Trop de produits consommables sont jetés
Chaque année, la Suisse produit 2,6 millions de tonnes de déchets alimentaires. Selon l’Office fédéral de l’environnement, deux tiers de ce gaspillage pourraient être évitésLien externe, puisqu’il s’agit d’aliments encore consommables au moment d’être jetés. Les ménages, la restauration et les commerces sont responsables de 54% de ces pertes. C’est auprès d’eux que se fournit l’association Free Go. Elle a réussi à convaincre neuf partenaires locaux de lui céder ses invendus: les plats cuisinés proviennent d’une cuisine communale, alors que le pain et les légumes sont récupérés dans des commerces de la région.
Plusieurs autres initiatives pour contrer le gaspillage alimentaire ont été mises en place en Suisse. Le pays s’est engagé à réduire considérablement les pertes alimentaires, dans le cadre de l’Agenda 2030 élaboré par l’ONU. Contrairement à «Too Good to Go» qui propose d’acheter les invendus à prix réduit et aux Épiceries Caritas, pour se servir du Free Go, il ne faut ni carte de membre ni carte de crédit.
Les frigos en libre accès semblent un moyen démocratique et accessible pour lutter contre le gaspillage alimentaire, au point qu’ils fleurissent un peu partout dans le pays.

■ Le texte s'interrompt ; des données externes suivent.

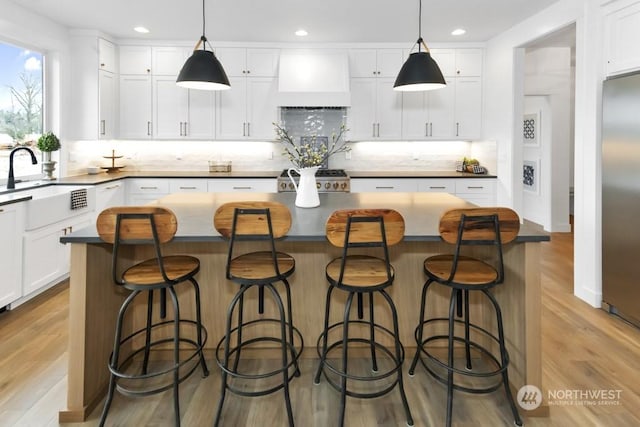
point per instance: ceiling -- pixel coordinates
(277, 20)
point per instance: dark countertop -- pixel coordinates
(421, 211)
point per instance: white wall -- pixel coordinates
(503, 85)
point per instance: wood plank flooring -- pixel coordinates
(583, 349)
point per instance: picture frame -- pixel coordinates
(531, 130)
(531, 176)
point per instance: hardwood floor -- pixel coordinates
(584, 349)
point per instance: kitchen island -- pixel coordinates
(94, 299)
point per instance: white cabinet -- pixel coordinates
(376, 110)
(107, 56)
(622, 32)
(375, 62)
(248, 109)
(360, 185)
(108, 195)
(107, 96)
(233, 185)
(141, 191)
(180, 112)
(11, 229)
(135, 107)
(480, 191)
(46, 260)
(135, 60)
(251, 62)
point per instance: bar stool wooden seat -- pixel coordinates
(150, 226)
(257, 222)
(363, 269)
(491, 227)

En Suisse alémanique, c’est l’association Restessbar.chLien externe qui a lancé le concept, alors que plusieurs villes en Suisse romande réfléchissent à installer le leur.
À peine soufflé sa première bougie, l’association Free Go a lancé une récolte de fonds qui financera l’achat d’une cellule de refroidissement. «Cela va nous permettre de récupérer plus de repas chauds auprès des crèches et des EMS par exemple», explique Marilyn Béguin. De quoi réjouir Lilian et les autres personnes qui comptent sur ces invendus.